I fear I will grow up to prop up the crumbling staircases in the castle of capitalism and I fear that I will beat my knuckles to blood and bone against the castle’s walls.
I fear that the fuel that flames in us now will burn out, and its ash will leave us smothered before our fire catches on to sturdier logs.
I fear that over the staffroom tea machine I would recognise no trace of the sparks that are in me now, and I fear that I will burn alone as I watch the blazes in those around me be smothered.
I fear I will straighten out and live orderly between the lines, and I fear my scrawled life will never become intelligible.
I fear that I will grow small in fear of the storm and I fear that I will grow weedy and weak and be flattened as the gusts grow stronger.

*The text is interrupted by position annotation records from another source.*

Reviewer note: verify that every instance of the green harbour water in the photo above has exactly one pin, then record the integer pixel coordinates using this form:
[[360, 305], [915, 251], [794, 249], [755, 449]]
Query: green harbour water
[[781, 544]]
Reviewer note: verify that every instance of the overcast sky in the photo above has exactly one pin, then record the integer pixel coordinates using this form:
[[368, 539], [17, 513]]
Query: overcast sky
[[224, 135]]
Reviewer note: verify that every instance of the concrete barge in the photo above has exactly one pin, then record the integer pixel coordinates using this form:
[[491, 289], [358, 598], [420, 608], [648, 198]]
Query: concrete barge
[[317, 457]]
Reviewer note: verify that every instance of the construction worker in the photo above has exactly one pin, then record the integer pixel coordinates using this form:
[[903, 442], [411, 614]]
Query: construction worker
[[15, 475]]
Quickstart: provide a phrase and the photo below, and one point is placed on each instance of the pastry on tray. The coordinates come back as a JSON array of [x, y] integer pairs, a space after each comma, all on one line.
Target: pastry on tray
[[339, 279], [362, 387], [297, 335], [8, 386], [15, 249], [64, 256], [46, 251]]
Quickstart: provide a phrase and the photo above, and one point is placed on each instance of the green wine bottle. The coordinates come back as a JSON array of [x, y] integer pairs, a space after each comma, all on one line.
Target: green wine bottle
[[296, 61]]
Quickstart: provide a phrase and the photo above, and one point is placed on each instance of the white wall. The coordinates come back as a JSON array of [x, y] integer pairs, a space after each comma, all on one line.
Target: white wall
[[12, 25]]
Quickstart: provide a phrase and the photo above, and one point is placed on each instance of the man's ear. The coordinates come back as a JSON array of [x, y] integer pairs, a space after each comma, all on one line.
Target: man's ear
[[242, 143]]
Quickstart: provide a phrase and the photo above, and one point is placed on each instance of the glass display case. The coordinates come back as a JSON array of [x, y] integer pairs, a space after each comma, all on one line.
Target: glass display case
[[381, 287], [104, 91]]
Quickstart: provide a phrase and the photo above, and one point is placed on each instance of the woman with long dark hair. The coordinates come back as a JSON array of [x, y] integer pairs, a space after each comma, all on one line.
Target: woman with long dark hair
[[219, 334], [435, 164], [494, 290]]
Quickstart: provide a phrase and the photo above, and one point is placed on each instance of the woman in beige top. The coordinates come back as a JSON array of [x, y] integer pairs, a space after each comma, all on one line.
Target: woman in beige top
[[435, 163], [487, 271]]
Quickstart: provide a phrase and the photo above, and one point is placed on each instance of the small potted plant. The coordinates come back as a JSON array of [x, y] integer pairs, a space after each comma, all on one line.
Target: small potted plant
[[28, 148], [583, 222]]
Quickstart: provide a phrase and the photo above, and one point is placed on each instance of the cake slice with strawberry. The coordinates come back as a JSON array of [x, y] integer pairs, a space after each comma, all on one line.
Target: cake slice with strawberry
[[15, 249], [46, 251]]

I fear that I will find myself rolling without brakes to an unknown destination and I fear that I will wander in the woods so long that when I find a path I will have no strength to follow it.
I fear that I will bury down into my microclimate, and I fear I will grow no roots as the topsoil all around me washes away.
I fear to hope that we will be the fungi, the mycorrhizal network which helps the tree grow strong in the cracks, that our scars will make our knuckles stronger, that when our flames die down we will rekindle them, that our ash shall be fertile, that we shall flourish before we rot, and then we shall shoot up again, and that together we shall make our paths to the destinations we will create, and our roots shall mesh together a habitat where we and all who join us can flourish.
I fear that I will lose hope, and I hope I will not lose my fear.
edited and pulled together from rediscovered jottings from a year ago that emerged from a workshop at The Spark, a week of workshops for social change which will be running again next week. in these precarious times, sitting with fear, and accepting it as a flipside of hope is something I neglect too long, and then rediscover, and feel refreshed.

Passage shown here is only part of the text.